В Риме я узнал, что еврейский священник Иосиф бен-Маттафий встречался с императрицей Поппеей. Говорили, что она обратилась в еврейскую веру. Иосиф нанес визит Сенеке, и мой учитель был поражен обширными и глубокими познаниями этого молодого человека, который прочел всех греков и пришел в Рим, чтобы добиться освобождения из тюрьмы еврейских священников. Благодаря Поппее ему это удалось. Ему помогали самые известные актеры Рима, и среди них — мим Алитир, любимец Нерона. Он заваливал Алитира подарками и завидовал ему. Я присутствовал на многих его спектаклях. Римляне бурно приветствовали мима, и в императорской ложе я видел царя Иудеи Агриппу и его сестру Беренику, которых принимали и чествовали как законных государей.
Но в Иудее прокуратор Гессий Флор и наместник Сирии Цестий Галл обращались с евреями, одним из самых древних народов на земле, как с варварами. Флор унижал их. Римляне позволили сирийцам и арабам Антиохии и Кесарии преследовать их. Римские легионеры участвовали в разграблении их имущества, а Флор запустил руки в сокровища Иерусалимского Храма. Он велел бичевать и распять тех, кто протестовал, и на иерусалимском рынке его легионеры уничтожили более трех тысяч евреев, многие из которых была римскими гражданами. Детей убивали, женщин насиловали, и даже сама царица Береника, умолявшая Гессия Флора прекратить резню, подверглась преследованиям. Ей угрожали смертью, и она была вынуждена бежать и укрыться в своем дворце под защитой стражи.
Это было все, что я знал о евреях.
Тит молчал и не сводил с меня глаз, будто ожидал, что я продолжу рассказ.
Тогда я поведал ему то, о чем хотел умолчать: евреи очень набожны, они ожидают прихода Мессии, посланника их бога Яхве. Некоторые приняли за Мессию Христа, распятого по приказу еврейского первосвященника римским наместником Понтием Пилатом при императоре Тиберии.
Я не сказал только, что сам молюсь Христу.
Тит поднялся.
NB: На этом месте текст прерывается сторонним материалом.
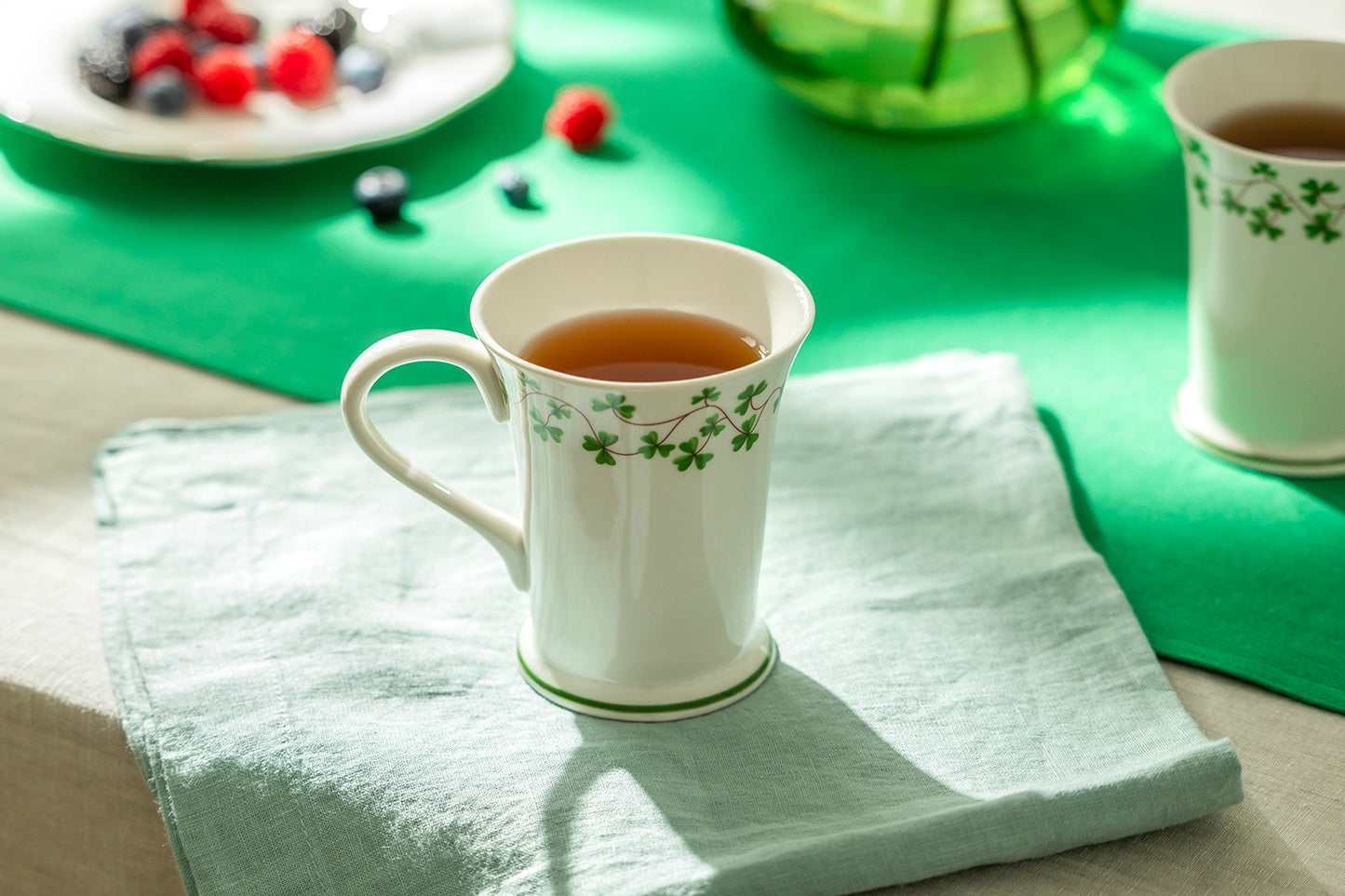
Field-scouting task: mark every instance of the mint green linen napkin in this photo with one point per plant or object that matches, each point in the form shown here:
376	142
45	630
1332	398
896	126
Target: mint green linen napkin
315	667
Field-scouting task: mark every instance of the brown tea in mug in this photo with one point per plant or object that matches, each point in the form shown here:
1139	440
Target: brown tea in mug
643	346
1302	130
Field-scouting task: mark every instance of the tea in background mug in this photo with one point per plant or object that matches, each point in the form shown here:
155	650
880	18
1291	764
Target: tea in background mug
643	503
1266	385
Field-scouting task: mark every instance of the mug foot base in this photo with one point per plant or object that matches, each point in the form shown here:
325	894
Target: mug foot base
647	702
1197	427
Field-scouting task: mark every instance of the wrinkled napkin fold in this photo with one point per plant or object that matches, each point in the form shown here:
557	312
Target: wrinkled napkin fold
316	672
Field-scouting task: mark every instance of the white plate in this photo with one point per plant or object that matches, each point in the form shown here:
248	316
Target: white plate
444	56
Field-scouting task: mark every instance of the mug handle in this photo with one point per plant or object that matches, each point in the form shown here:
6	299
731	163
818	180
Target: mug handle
502	531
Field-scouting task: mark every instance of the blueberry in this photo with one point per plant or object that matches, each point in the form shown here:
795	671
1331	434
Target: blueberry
163	92
514	186
362	68
383	190
105	68
335	27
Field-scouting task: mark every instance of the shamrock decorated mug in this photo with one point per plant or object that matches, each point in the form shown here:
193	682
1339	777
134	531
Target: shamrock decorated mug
1262	128
643	502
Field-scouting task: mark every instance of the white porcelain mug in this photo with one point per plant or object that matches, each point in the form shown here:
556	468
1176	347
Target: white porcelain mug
643	503
1266	385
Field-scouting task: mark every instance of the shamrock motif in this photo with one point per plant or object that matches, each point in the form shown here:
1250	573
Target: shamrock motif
616	404
652	447
1313	192
601	446
693	452
1321	226
655	440
706	395
543	428
746	395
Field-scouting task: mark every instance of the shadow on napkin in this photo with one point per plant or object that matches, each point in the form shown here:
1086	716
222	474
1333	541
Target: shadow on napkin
315	666
801	755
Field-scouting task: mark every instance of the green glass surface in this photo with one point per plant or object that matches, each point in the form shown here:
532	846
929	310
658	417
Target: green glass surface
916	65
1060	238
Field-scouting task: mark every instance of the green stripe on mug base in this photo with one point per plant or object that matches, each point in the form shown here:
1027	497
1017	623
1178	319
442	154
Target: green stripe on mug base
644	711
1274	466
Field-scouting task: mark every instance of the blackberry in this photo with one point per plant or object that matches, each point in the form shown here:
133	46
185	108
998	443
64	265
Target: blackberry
130	26
362	68
163	92
105	68
335	27
383	190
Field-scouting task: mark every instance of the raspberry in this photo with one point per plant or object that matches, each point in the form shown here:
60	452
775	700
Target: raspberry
226	75
223	23
581	116
300	65
163	47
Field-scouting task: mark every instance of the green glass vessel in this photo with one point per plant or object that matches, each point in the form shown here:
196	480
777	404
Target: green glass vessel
924	65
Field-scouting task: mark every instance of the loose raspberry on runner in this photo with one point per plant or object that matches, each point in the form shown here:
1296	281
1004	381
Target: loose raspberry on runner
581	116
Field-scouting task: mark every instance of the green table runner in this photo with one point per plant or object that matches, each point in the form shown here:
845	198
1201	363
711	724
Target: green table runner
1061	240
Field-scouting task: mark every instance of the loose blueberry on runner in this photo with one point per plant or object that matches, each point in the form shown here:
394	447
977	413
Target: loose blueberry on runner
383	190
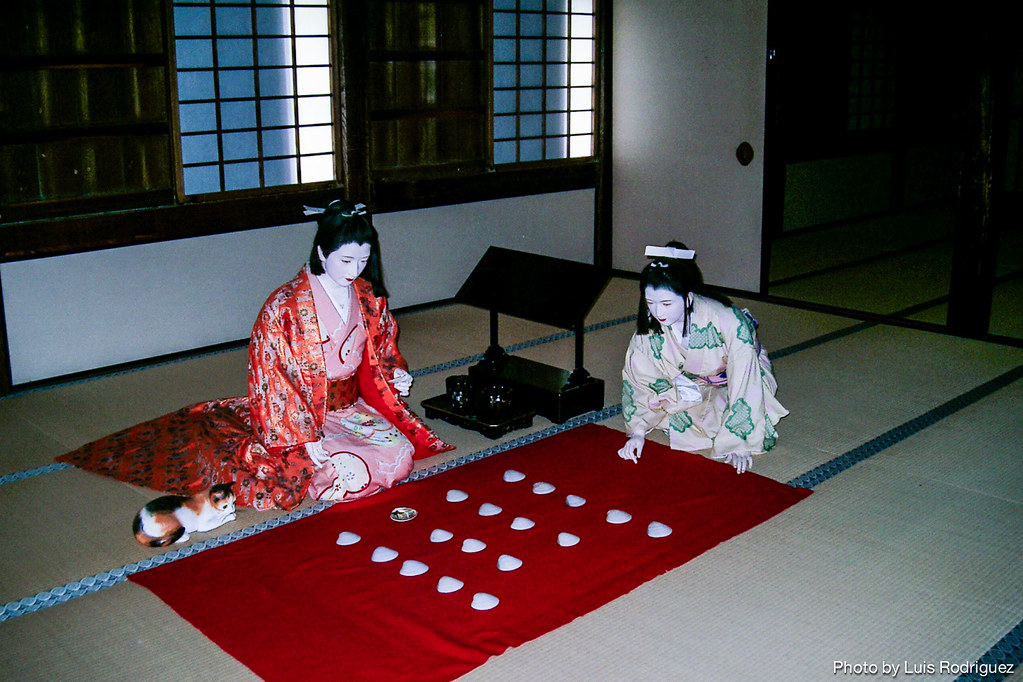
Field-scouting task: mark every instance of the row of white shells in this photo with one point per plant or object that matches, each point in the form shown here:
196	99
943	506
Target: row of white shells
654	530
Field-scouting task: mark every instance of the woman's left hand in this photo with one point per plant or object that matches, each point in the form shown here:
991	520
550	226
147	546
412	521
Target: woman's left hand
742	462
402	381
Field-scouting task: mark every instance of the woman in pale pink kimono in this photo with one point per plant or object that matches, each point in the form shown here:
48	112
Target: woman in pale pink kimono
324	414
696	369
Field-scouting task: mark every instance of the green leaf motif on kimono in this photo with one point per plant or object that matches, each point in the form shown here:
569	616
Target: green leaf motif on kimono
628	404
770	437
740	421
680	421
660	385
656	344
707	336
745	331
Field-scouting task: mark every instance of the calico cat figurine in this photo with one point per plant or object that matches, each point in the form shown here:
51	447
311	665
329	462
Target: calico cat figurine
172	517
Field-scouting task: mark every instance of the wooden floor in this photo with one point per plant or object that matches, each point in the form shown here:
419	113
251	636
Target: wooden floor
909	551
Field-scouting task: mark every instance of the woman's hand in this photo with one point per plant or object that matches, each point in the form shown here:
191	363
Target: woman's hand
402	381
742	462
317	454
632	448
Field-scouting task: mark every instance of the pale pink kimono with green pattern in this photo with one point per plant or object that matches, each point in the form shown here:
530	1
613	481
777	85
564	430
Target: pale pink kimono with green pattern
737	416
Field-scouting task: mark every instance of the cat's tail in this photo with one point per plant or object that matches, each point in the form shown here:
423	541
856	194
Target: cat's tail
137	528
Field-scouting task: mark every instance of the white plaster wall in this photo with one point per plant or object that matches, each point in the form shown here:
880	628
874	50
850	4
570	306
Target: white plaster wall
87	311
688	88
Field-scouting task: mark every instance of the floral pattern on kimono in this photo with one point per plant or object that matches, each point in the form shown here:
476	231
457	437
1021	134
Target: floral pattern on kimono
259	442
738	410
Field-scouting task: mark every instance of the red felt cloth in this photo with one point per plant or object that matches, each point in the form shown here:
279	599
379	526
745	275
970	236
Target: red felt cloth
293	604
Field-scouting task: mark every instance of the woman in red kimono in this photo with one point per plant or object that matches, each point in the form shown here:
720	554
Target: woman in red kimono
324	413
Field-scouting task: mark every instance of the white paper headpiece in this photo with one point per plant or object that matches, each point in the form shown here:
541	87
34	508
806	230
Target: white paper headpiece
671	252
358	210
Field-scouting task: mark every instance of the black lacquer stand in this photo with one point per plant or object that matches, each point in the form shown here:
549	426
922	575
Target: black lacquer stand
539	288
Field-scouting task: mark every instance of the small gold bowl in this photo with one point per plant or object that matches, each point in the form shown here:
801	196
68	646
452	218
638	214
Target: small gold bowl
403	513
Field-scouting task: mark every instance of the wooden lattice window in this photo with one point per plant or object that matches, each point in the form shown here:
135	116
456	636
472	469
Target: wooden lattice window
544	71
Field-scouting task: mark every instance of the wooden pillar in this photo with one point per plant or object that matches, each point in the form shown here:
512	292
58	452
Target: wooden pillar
983	147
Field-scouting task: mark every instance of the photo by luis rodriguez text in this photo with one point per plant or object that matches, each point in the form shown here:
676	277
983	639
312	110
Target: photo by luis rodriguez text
903	669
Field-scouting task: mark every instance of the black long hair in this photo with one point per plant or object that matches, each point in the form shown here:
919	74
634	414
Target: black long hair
678	275
342	223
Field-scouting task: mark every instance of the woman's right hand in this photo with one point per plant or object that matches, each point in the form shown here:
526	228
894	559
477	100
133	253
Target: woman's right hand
632	448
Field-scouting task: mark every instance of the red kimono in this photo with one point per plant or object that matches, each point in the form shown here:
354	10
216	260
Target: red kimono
259	442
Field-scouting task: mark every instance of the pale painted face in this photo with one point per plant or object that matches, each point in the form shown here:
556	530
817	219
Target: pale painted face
666	306
344	265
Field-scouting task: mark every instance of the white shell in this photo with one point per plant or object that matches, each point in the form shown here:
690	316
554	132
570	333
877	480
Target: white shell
472	545
447	585
348	538
382	554
522	524
440	535
487	509
413	567
508	562
483	601
619	516
567	539
658	530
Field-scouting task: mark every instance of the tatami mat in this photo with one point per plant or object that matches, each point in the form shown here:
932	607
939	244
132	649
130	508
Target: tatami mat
909	555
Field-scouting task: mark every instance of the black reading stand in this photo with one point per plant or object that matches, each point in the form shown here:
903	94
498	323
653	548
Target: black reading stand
539	288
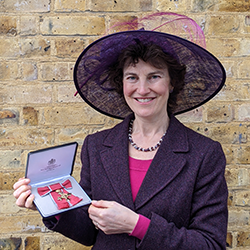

Он был невысоким и мог стоять в полный рост в своей каюте с низким потолком. Он ходил взад-вперед, слегка откинувшись назад, выпятив круглый живот. Потом остановился и наклонился ко мне:
— Нерон отстранил от должности Гессия Флора и Цестия Галла, — сказал он.
Он выпрямился, скрестил руки на груди и громко добавил:
— Римляне могут быть несправедливыми и совершать преступления, и их ошибки должны быть наказаны. Но Рим никогда не должны осуждать народы, которые он победил. Рим не должен мириться с тем, чтобы ему бросали вызов. Люди, восставшие против него, должны быть наказаны. Те, что будут упрямиться, познают участь рабов Спартака. Ты прекрасно знаешь, Серений, как они были наказаны. Я тоже читал «Историю», написанную твоим предком. Если евреи не попросят пощады, не сложат оружия, их убьют или обратят в рабство, прогонят из их царства и рассеют по всему миру. Они потеряют свои земли навсегда, их храмы и города будут разрушены. Таково право Рима, и наша задача — сделать так, чтобы оно восторжествовало.
Тит посмотрел на меня, немного склонив голову набок, будто желая удостовериться, что я хорошо понял его слова. Неожиданно он схватил меня за руку и повел к носовой части галеры.
На самом краю моря, ставшего гладким, на горизонте, позолоченном сумерками, я увидел Александрию.
— Все это принадлежит Риму! — сказал Тит, сжимая мое плечо.
Я разглядел остров Фарос и его белый маяк, строения эмпория,[3] простиравшегося вдоль набережной Большого порта. Я видел купола Музея и Александрийской библиотеки, колонны царского дворца, и дальше, среди многочисленных построек, высокие стены Большого цирка, к которому сходились главные улицы, разделявшие город на кварталы.
Галера легко скользила по воде. Весла, казалось, без всякого усилия погружались в зеркально-гладкую воду. Нос судна прокладывал в ней большую борозду, которая расширялась по краям и исчезала, оставляя после себя лишь несколько складок, которые вечернее солнце окрашивало во все цвета радуги.
— Александр, Цезарь… — несколько раз повторил Тит.